Using the VaidyaRx digital platform, real-time prescription analysis was possible which helped in enhancing medication safety and antimicrobial stewardship. Suitable interventions are needed to reduce polypharmacy, increase generic prescribing, ensure rational antibiotic use, and improve prescribing practices.

摘要

目的

处方分析在促进合理用药、减少用药错误以及实现有效的抗菌药物监测方面发挥着关键作用。人工分析既耗时、成本高又容易出错。本研究旨在使用一个新型数字分析平台评估一家三级医院的处方模式和抗菌药物监测情况。

方法

2024年6月至8月在印度一家三级医院开展了一项描述性观察研究。从门诊科室(普通内科、外科、儿科、肺病科和骨科)收集处方数据,并使用VaidyaRx数字分析平台进行分析。

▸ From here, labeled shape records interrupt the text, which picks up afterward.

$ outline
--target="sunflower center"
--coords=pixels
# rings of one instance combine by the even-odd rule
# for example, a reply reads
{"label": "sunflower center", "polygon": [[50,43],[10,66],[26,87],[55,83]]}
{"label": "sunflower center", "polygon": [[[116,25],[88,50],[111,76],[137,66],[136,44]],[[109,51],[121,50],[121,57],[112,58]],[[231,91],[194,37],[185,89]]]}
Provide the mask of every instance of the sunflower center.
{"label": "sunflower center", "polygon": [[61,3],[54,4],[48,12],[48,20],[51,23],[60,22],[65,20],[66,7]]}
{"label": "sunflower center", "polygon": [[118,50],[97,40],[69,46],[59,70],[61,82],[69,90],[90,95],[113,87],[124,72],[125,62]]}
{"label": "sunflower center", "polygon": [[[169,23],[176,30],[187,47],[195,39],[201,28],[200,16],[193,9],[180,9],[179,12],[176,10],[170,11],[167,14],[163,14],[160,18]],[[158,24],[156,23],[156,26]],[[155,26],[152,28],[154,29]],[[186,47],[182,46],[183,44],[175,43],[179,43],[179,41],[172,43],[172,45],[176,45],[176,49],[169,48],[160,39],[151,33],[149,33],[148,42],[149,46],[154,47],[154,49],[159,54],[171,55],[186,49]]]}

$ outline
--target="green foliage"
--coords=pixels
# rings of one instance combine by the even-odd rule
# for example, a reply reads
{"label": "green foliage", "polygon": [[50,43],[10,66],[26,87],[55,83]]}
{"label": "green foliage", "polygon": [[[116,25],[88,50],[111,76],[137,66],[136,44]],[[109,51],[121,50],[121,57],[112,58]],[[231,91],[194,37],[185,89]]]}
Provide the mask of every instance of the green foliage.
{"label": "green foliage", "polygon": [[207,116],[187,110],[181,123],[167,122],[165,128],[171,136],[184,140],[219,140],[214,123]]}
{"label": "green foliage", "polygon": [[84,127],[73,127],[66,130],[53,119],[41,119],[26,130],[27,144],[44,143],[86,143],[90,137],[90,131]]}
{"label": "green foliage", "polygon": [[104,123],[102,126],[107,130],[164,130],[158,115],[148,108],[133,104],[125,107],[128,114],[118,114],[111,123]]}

应用世界卫生组织核心处方指标来评估处方趋势、通用名药物使用情况、抗生素处方模式、固定剂量复方制剂(FDC)以及对国家基本药物清单(NLEM)的依从性。使用MS Excel和VaidyaRx对数据进行分析。

结果

患者平均年龄为35.8±19.2岁,其中儿科患者占21.8%,成人患者占73.3%,老年患者占4.9%。每张处方的平均用药数量为3.2种,通用名处方占37.5%。24.9%的处方开具了抗生素,外科科室开具抗生素的比例最高(46.9%),最常用的是氧氟沙星+奥硝唑和阿莫西林+克拉维酸钾。NLEM药物的使用率为36.7%,非NLEM药物的FDCs(40.9%)多于NLEM药物(8.3%)。只有64.5%的处方注明了剂量,这引发了对处方完整性的担忧。

结论

使用VaidyaRx数字平台可以进行实时处方分析,这有助于提高用药安全性和抗菌药物管理水平。需要采取适当干预措施以减少联合用药、增加通用名处方开具、确保抗生素合理使用并改善处方习惯。